Wednesday, February 29, 2012

Is the Q3 GDP growth rate of 6.1% a good or a bad number?

The short answer to the question: It depends on your viewpoint. Such a GDP growth number can not be seen in isolation, but in comparison with what has happened before and what is happening elsewhere.

Here are a few reasons why the number is good, and a few more reasons why the number is bad. The idea is not to confuse readers, but to provoke thinking and debate.

Reasons why Q3 GDP growth of 6.1% is good

If you look at the growth figures in some of the developed economies – particularly those in the Eurozone where even a 2% growth figure is considered gooda 6.1% growth figure should be celebrated with fireworks and champagne. The stark difference in growth figures is one of the reasons FIIs are investing big sums in our stock market.

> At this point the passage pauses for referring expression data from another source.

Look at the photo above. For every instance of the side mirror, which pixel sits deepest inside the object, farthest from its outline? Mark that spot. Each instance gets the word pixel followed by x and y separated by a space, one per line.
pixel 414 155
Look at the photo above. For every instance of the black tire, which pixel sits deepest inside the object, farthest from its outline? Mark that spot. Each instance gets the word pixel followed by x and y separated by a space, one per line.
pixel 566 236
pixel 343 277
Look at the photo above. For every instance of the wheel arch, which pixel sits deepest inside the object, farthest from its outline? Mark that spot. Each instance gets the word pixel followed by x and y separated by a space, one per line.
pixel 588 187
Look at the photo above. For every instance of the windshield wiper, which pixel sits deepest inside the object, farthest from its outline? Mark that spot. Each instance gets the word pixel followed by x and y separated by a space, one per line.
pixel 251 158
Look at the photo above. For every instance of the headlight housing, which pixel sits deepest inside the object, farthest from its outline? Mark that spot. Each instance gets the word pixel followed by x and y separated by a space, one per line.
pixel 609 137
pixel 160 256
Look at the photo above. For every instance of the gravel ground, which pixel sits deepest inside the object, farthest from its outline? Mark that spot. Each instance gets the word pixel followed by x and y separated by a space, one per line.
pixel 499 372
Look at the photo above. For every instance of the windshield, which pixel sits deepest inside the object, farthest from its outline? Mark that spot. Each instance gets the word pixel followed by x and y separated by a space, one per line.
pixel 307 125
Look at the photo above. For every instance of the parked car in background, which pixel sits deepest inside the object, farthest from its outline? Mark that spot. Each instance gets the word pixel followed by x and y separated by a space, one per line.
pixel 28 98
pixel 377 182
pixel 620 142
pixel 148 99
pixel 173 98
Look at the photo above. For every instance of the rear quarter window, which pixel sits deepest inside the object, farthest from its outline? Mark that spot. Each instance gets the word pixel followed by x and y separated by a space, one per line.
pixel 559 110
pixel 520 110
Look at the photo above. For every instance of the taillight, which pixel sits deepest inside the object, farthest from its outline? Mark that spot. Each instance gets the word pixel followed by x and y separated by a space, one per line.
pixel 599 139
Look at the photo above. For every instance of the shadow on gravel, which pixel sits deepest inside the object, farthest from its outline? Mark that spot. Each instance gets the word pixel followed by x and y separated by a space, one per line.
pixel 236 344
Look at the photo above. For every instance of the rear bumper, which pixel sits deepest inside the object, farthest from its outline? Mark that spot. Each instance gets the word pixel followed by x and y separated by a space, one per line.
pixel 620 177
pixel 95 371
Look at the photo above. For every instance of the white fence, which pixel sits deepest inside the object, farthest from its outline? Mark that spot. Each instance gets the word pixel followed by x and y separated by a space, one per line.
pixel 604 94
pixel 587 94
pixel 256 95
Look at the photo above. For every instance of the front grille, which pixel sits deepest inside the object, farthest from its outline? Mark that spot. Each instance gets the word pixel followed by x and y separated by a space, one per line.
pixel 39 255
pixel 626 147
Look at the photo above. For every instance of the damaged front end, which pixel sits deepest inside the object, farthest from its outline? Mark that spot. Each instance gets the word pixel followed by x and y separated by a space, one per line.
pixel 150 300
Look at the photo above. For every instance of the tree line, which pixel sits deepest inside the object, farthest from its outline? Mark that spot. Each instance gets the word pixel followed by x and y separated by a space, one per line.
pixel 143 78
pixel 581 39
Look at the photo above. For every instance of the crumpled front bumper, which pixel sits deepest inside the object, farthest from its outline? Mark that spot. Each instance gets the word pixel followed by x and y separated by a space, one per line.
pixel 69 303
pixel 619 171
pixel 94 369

High growth usually leads to inflation and therefore, high prices for goods and services. A more moderate growth figure has helped to tame inflation to a certain extent.

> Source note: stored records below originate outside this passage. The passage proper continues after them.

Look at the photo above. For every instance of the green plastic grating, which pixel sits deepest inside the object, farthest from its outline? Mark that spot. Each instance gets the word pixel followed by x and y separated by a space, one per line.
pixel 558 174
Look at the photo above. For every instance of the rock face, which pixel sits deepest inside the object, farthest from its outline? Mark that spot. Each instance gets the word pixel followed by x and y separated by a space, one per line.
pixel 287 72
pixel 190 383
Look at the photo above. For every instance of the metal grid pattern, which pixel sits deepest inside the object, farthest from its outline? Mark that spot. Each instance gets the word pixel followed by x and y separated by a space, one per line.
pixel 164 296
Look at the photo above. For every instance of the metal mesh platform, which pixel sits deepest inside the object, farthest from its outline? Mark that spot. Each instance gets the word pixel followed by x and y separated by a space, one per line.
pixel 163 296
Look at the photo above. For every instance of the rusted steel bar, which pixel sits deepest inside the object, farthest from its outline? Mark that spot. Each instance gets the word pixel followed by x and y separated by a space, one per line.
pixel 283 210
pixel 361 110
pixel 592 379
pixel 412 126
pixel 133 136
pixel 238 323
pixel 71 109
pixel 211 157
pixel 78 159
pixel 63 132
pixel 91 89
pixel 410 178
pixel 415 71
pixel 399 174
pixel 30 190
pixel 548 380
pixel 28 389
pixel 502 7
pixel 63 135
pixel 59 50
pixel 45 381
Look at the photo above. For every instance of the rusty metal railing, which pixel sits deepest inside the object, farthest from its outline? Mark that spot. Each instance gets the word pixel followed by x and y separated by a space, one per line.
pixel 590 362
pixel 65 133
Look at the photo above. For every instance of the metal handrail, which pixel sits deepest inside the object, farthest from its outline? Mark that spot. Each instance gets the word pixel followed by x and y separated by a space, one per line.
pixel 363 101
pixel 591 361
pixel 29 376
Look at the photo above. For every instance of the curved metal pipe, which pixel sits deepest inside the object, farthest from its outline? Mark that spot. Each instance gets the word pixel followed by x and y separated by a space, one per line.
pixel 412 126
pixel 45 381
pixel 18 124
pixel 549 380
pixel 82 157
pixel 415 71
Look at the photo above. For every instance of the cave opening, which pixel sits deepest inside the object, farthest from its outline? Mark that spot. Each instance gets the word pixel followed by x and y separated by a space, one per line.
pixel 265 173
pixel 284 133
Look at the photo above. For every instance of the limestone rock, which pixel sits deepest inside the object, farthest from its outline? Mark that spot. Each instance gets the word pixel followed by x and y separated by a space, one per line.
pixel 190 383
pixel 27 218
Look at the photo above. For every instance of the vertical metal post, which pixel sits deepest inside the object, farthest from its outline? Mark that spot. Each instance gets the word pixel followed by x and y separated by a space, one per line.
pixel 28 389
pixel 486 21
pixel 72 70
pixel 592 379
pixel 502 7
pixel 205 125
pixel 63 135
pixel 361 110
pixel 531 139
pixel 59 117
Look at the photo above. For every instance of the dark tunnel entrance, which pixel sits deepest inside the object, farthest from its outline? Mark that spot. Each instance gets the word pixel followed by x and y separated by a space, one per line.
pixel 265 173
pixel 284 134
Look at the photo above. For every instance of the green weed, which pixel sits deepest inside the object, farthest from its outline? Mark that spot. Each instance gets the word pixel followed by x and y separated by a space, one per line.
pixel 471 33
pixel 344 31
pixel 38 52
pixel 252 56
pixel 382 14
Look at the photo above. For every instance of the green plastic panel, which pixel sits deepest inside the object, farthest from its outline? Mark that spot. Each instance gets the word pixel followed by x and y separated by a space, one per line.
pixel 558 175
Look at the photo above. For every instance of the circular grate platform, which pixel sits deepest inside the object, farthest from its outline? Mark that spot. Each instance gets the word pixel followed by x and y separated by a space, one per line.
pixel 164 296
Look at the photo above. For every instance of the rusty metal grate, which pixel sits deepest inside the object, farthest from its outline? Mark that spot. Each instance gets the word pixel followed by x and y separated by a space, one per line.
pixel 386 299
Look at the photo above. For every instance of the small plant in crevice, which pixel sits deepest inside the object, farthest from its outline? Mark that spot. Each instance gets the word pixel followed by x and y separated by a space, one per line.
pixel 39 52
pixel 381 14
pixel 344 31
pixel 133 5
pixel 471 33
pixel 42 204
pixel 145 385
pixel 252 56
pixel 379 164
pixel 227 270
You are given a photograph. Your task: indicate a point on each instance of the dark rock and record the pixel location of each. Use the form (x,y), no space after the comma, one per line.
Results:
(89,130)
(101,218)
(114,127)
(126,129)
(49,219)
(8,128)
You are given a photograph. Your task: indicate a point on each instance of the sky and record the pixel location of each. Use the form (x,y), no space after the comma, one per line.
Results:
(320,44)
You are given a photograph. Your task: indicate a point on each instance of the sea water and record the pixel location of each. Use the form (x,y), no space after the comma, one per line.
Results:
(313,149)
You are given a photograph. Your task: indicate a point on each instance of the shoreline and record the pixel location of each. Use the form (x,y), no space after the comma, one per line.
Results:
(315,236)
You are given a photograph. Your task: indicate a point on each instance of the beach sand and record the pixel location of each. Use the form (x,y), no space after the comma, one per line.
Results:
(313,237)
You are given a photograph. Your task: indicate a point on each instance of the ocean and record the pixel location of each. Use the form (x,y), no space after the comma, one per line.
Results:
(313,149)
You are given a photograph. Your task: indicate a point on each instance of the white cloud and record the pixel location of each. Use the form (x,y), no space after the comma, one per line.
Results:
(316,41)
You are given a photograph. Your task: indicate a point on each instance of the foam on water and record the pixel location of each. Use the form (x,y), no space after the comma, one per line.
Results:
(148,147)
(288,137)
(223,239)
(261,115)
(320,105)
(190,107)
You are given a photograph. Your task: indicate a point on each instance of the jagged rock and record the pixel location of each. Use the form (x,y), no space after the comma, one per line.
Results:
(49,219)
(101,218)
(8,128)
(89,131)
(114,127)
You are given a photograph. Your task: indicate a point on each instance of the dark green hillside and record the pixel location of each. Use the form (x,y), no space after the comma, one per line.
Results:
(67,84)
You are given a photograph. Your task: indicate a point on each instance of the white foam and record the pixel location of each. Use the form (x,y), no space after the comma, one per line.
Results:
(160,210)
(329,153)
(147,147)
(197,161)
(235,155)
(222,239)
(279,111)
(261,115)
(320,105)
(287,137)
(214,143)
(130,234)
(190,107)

The Q4 GDP growth figure is unlikely to be much higher, but things are likely to improve from here on as there is usually a spurt in spending by the government sector to utilise left over funds from the previous year’s budget. In other words, the economic cycle may be bottoming out – which it usually does a few months after the stock market bottoms out.

Reasons why Q3 GDP growth of 6.1% is bad

This was the lowest growth figure in nearly 3 years, and almost 35% lower than the heady figure of 9.5% growth seen 5 years back.

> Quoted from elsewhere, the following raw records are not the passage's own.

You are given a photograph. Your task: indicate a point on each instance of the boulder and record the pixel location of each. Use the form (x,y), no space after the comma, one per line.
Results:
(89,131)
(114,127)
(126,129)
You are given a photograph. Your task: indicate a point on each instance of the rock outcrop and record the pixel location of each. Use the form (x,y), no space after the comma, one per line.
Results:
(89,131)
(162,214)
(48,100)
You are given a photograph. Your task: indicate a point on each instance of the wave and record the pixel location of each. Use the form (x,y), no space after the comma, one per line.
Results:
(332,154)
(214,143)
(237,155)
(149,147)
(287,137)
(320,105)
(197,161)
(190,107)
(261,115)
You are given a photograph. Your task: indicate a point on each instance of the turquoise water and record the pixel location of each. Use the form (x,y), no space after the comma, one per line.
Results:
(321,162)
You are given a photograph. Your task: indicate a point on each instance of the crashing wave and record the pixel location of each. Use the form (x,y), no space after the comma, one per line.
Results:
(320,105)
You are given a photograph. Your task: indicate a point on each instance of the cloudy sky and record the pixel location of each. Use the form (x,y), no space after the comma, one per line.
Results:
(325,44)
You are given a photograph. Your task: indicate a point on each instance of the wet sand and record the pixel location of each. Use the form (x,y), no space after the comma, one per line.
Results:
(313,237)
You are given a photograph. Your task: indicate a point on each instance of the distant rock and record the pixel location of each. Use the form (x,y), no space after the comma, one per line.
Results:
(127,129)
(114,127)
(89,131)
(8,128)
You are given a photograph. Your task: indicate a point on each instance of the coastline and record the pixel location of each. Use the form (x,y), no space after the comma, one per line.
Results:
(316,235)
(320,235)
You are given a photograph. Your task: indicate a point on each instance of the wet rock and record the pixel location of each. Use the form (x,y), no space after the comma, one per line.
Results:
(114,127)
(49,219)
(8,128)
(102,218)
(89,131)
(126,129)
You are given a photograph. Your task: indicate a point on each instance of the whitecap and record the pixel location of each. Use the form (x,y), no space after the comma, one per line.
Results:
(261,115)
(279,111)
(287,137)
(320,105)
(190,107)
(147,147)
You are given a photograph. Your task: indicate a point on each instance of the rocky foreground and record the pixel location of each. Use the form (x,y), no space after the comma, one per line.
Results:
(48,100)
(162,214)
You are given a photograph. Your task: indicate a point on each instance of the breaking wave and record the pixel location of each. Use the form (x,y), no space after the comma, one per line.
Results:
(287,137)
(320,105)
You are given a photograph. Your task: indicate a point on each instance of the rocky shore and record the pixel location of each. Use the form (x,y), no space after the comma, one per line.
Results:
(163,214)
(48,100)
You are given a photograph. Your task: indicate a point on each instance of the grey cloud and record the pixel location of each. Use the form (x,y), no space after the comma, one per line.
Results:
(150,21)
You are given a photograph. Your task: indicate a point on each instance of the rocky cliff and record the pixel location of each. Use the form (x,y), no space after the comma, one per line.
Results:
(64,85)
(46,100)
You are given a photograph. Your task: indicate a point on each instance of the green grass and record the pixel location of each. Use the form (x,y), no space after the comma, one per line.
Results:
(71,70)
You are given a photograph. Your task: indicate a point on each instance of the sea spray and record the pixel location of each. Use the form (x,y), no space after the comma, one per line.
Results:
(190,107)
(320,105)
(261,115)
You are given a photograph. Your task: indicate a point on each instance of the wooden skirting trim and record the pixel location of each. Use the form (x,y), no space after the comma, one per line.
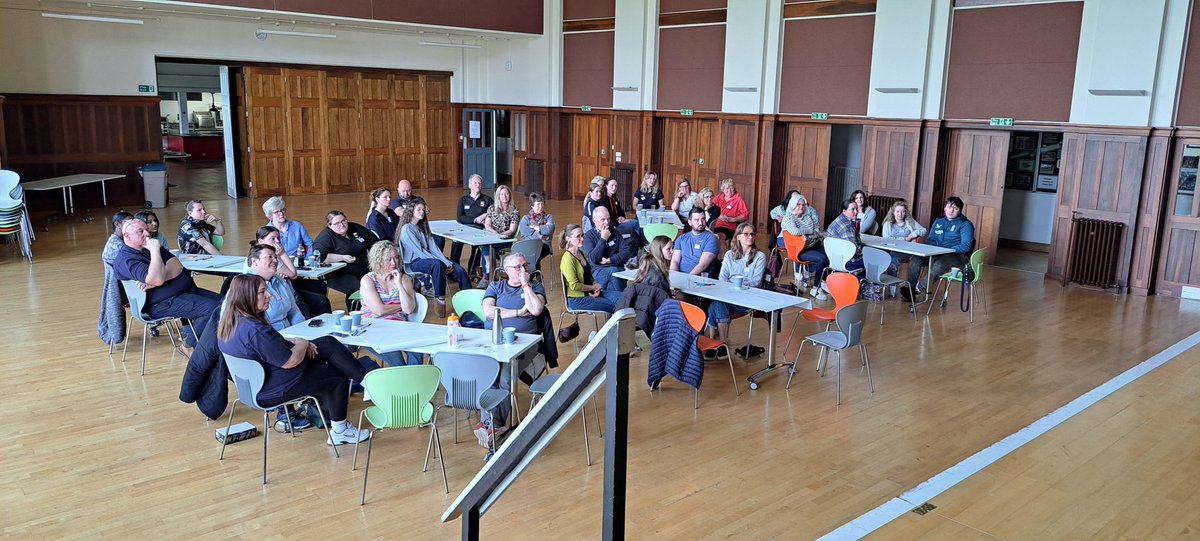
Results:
(582,25)
(828,7)
(693,17)
(1024,245)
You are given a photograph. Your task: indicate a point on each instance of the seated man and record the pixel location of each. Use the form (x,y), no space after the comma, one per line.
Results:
(171,292)
(845,227)
(696,250)
(952,230)
(606,251)
(521,305)
(197,229)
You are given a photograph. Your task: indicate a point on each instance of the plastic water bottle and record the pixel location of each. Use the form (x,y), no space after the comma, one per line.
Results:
(454,330)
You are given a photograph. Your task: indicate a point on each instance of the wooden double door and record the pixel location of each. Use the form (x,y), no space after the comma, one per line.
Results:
(317,131)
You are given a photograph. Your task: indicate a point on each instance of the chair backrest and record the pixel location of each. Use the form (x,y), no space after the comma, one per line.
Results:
(423,308)
(977,258)
(403,392)
(840,252)
(850,322)
(466,377)
(695,316)
(249,377)
(531,248)
(137,300)
(795,245)
(468,300)
(876,262)
(652,230)
(844,288)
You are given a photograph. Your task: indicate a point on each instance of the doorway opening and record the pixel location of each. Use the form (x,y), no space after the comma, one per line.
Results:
(1031,193)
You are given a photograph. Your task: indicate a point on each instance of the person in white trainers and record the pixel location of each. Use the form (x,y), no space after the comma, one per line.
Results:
(291,374)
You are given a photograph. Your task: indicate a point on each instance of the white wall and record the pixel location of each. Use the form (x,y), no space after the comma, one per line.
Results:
(69,56)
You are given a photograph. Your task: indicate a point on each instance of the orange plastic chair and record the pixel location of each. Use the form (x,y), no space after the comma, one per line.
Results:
(844,288)
(696,319)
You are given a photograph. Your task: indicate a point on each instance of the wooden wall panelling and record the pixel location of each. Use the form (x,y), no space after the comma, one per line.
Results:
(375,124)
(1150,214)
(807,162)
(930,179)
(437,136)
(51,136)
(889,161)
(343,133)
(406,130)
(739,161)
(305,104)
(976,166)
(1101,178)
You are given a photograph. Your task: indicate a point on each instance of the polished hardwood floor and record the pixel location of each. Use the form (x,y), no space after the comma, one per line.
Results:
(95,450)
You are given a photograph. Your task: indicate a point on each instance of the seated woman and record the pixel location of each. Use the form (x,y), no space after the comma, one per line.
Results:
(582,292)
(346,242)
(381,218)
(802,220)
(313,296)
(898,224)
(501,218)
(388,294)
(421,254)
(292,366)
(745,260)
(538,224)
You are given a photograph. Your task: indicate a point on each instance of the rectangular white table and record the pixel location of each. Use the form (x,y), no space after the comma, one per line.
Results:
(387,336)
(658,216)
(67,182)
(468,235)
(234,265)
(907,247)
(762,300)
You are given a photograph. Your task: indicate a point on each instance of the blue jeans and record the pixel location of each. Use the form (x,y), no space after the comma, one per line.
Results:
(606,302)
(437,270)
(721,312)
(196,306)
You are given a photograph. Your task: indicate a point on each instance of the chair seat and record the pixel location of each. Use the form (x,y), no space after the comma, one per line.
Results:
(835,340)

There is evidence of economic slowdown everywhere – particularly in the manufacturing sector. Even services sector is slowing down. If growth doesn’t pick up soon, the FIIs may just pull out their money and invest it elsewhere.

Government’s fiscal deficit target for the year has already been exceeded in the first 10 months. That, coupled with the rise in oil prices, means that inflation may rear its ugly head again. The RBI may feel constrained to leave interest rates at the current high levels, or reduce it only marginally. That in turn will lead to slow growth in the next financial year.